Hacker News new | past | comments | ask | show | jobs | submit login
ArchiveBox/ArchiveBox: open-source self-hosted web archiving (github.com/archivebox)
201 points by rcarmo on July 16, 2021 | hide | past | favorite | 25 comments



I really need to try this out soon. I keep bumping into it online. What do people on HN use it for?

What I do right now "to collect, save, and view sites you want to preserve offline" is by use of a Firefox plugin called WebScrapBook. Click-click-done, and I have a local searchable (!) copy of a webpage exactly as it looked in the browser. With styles and all, in one file. WebScrapBook is pretty highly configurable.

In the future I would like to have a solution that doesn't require some Firefox plugin.


I’ve used it to save a lot of pages related to ham radio. I have several 30-40 year old radios and I’m afraid one day information about them will just drop off the internet.

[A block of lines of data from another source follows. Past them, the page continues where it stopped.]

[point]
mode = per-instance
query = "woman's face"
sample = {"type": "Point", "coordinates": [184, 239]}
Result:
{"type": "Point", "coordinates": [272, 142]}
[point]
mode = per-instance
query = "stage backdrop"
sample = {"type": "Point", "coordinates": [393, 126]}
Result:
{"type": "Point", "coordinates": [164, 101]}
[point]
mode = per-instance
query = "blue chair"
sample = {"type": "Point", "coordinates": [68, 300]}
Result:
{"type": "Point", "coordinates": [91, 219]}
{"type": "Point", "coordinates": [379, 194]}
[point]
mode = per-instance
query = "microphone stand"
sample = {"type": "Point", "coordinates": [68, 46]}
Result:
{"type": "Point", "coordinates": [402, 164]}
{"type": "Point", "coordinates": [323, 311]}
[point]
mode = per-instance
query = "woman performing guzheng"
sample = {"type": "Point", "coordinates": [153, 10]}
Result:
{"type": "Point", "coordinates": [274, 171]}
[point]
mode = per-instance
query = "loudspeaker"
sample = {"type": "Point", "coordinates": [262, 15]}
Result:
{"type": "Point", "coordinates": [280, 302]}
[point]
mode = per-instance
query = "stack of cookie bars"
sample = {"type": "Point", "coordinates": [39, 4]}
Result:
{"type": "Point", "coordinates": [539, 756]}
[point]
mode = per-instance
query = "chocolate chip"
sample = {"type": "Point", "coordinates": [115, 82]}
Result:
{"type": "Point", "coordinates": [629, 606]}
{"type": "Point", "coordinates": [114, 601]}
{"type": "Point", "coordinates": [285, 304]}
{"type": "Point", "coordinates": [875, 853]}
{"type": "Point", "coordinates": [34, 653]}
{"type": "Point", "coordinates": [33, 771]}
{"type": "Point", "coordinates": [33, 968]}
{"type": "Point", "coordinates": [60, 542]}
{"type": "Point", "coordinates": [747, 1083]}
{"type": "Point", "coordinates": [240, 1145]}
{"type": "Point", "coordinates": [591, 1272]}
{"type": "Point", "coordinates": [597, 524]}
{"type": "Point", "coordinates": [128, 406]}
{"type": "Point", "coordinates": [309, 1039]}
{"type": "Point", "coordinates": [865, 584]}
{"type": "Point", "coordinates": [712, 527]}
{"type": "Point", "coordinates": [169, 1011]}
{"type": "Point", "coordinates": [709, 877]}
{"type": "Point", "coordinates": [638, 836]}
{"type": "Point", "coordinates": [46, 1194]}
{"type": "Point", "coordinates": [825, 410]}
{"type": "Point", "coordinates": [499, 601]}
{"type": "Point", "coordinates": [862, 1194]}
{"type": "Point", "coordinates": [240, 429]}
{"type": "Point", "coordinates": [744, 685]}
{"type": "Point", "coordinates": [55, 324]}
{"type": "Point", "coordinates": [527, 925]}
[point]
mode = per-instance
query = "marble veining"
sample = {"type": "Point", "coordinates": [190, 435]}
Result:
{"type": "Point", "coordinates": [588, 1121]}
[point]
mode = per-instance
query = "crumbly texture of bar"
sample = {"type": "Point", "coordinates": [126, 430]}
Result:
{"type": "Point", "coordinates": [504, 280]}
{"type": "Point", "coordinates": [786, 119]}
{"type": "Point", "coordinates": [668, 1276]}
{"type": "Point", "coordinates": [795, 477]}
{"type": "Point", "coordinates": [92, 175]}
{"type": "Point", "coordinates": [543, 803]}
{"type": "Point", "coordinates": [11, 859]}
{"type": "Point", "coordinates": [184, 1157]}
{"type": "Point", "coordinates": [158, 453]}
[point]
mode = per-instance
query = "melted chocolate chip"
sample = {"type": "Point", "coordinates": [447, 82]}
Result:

Cool! How is the saving experience? Is it quick? And looking up? Or is it more just 'saving for later use'?


Fairly quick, depending of course on the weight of the page(s) and how many archive methods you enable (I have several turned off because they are redundant for my purposes). The "adding to archive" interstitial still tends to time out which is a little annoying, but the actual archive process is backgrounded so it doesn't matter.

The recommended install includes a search engine that works well, aside from a few false positives due to being fuzzy search. I don't have much in it yet so I can't say what the performance is like once you reach e.g. thousands of pages, but I imagine it would still perform well except maybe for mass operations like rebuilding the entire index.


Consider having archive.org save the websites, in case they are not already.


I think it would be neat to try integrating ArchiveBox with the enhanced history / browsing context extension Promnesia [1].

[1]: https://github.com/karlicoss/promnesia


How does this compare with, say, Wallabag? https://github.com/wallabag

Looks like ArchiveBox has more export options? EDIT: looks like ArchiveBox is focused on continuous change tracking rather than than just snapshots like Wallabag.


Actually, no. You can take more snapshots, but that's just an added feature.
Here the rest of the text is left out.